My neighbors used to scoff until I "showed" them by having potatoes for the
table by July Fourth, when theirs were scarcely in blossom. If the ground is
at all fit, early potatoes may be planted the first week in April. If the
season is backward, time may be saved by sprouting the seed in a warm
cellar. By planting the sets in a furrow eight or ten inches deep, gradually
filling in as they grow, they may be given level cultivation, which prevents
the evaporation of moisture that is attendant on the old hilling system. |
Companion Cropping. In the arrangement of the garden, perhaps,
more than in anything else do we learn by experience. When one has but a
limited space available for a garden plot, it is necessary to utilize every
inch of it throughout the summer. By allowing a little extra space between
the rows two crops may often be grown as companions, with great saving of
space. Some combinations which I have found especially good are:
(1) Early Peas, Lettuce and
Tomatoes: The early peas are planted in two double rows with a 3-foot
strip between the double rows. By planting in double rows one row of brush
supports two of peas. After the peas are in, a shallow furrow is plowed
through the middle of the 3-foot strip, plenty of fertilizer is worked in,
and young lettuce plants from a frame are set in the furrow, placing them
six inches apart and leaving a 12-inch space after every second lettuce
plant. In these empty spaces tomato plants are set about the middle of May,
the supporting stakes being first set. The peas are out of the way by July
1st, and are followed by celery plants in one row and Chinese cabbage in the
other. Thus we are able to grow peas, lettuce, tomatoes, celery and Chinese
cabbage in a strip five feet wide and fifty feet long.
(2) Late Peas and Corn.
The late peas are also planted in double rows, with a 3-foot strip between,
and in this strip is planted about June 1st Golden Bantam corn for
succession, putting a few winter squash seeds in the row at intervals of
four feet. The squash and corn have the ground after the peas are done.
(3) Onion Sets and Green
Peppers: These form an excellent combination. The onion sets are
planted about the first of April in two shallow furrows eighteen inches
apart. They are placed three inches apart in the row, skipping a set every
eighteen inches. The latter part of May, sweet pepper plants are set in the
empty spaces. Both onions and peppers may be cultivated freely, and by the
time the onions are ready to pull, the peppers are beginning to branch and
will occupy the ground until frost.
(4) Potatoes and Late Corn: By leaving a 4-foot space between the
potato rows instead of the regulation three feet, a row of late corn may be
planted between them May 15th, setting some pumpkin seeds in the row with
the corn. Squash or other vines may be used as well. The point is that the
corn and vine crops will flourish in the same row and will use the ground
until frost.
(5) Corn and Cucumbers. Our cucumbers are planted in rows instead
of hills, setting four or five seeds of early corn every two feet in the
row. We prefer the drill system for cucumbers because the ground may be
cultivated more easily with the wheel hoe, and by pegging them with forked
sticks the vines may be trained along the row, taking us less room and
enabling the fruit to be gathered without trampling the vines.

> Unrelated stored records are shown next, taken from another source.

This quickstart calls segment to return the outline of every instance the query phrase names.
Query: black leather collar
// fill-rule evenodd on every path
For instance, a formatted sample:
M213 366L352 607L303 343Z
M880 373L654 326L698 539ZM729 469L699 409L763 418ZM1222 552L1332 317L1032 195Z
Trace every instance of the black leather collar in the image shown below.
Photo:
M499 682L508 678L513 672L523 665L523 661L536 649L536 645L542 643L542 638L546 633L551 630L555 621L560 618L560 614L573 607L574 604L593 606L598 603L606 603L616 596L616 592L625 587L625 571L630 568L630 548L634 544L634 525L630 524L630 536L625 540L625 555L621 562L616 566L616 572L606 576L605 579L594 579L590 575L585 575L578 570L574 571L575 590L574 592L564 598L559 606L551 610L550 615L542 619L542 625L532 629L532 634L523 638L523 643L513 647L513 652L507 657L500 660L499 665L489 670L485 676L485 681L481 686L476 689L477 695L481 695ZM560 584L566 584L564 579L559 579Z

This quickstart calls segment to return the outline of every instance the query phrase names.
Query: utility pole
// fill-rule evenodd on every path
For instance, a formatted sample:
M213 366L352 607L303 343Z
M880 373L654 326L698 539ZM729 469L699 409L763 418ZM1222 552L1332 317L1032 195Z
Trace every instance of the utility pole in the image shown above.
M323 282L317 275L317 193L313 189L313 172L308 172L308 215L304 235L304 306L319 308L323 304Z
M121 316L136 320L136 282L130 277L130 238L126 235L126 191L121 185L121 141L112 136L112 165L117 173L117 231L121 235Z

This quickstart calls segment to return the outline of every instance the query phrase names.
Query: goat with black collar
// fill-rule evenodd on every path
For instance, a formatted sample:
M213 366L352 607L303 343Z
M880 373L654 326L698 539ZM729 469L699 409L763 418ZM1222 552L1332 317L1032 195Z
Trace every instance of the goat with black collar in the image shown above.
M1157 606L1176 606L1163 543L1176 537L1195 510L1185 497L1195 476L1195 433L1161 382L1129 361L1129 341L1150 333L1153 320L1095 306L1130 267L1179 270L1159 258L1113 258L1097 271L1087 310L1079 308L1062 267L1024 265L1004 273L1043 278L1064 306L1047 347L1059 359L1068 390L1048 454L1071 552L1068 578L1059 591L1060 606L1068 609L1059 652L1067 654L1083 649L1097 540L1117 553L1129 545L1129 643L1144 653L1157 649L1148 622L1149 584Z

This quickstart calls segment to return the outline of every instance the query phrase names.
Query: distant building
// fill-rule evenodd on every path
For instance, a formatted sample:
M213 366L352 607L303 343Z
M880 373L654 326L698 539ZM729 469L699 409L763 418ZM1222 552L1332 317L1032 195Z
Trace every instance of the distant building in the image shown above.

(6) Radishes: No special part of the garden is set aside for
radishes; instead, the quick-germinating seeds are used as a marker for
those which germinate more slowly, or the seed is sown in rows which a few
weeks later will be used for other vegetables. We have found Icicle
excellent.
There are one or two points which must be borne din mind in
planning for companion and succession crops. The ground must be well
fertilized. Sufficient room must be left for frequent cultivation, except
with vine crops which ultimately cover the ground and render cultivation
unnecessary. Vegetables which must be sprayed with poisonous solutions
should not be planted near those whose edible portions are exposed above
ground. In even the smallest garden rotation of crops should be practiced.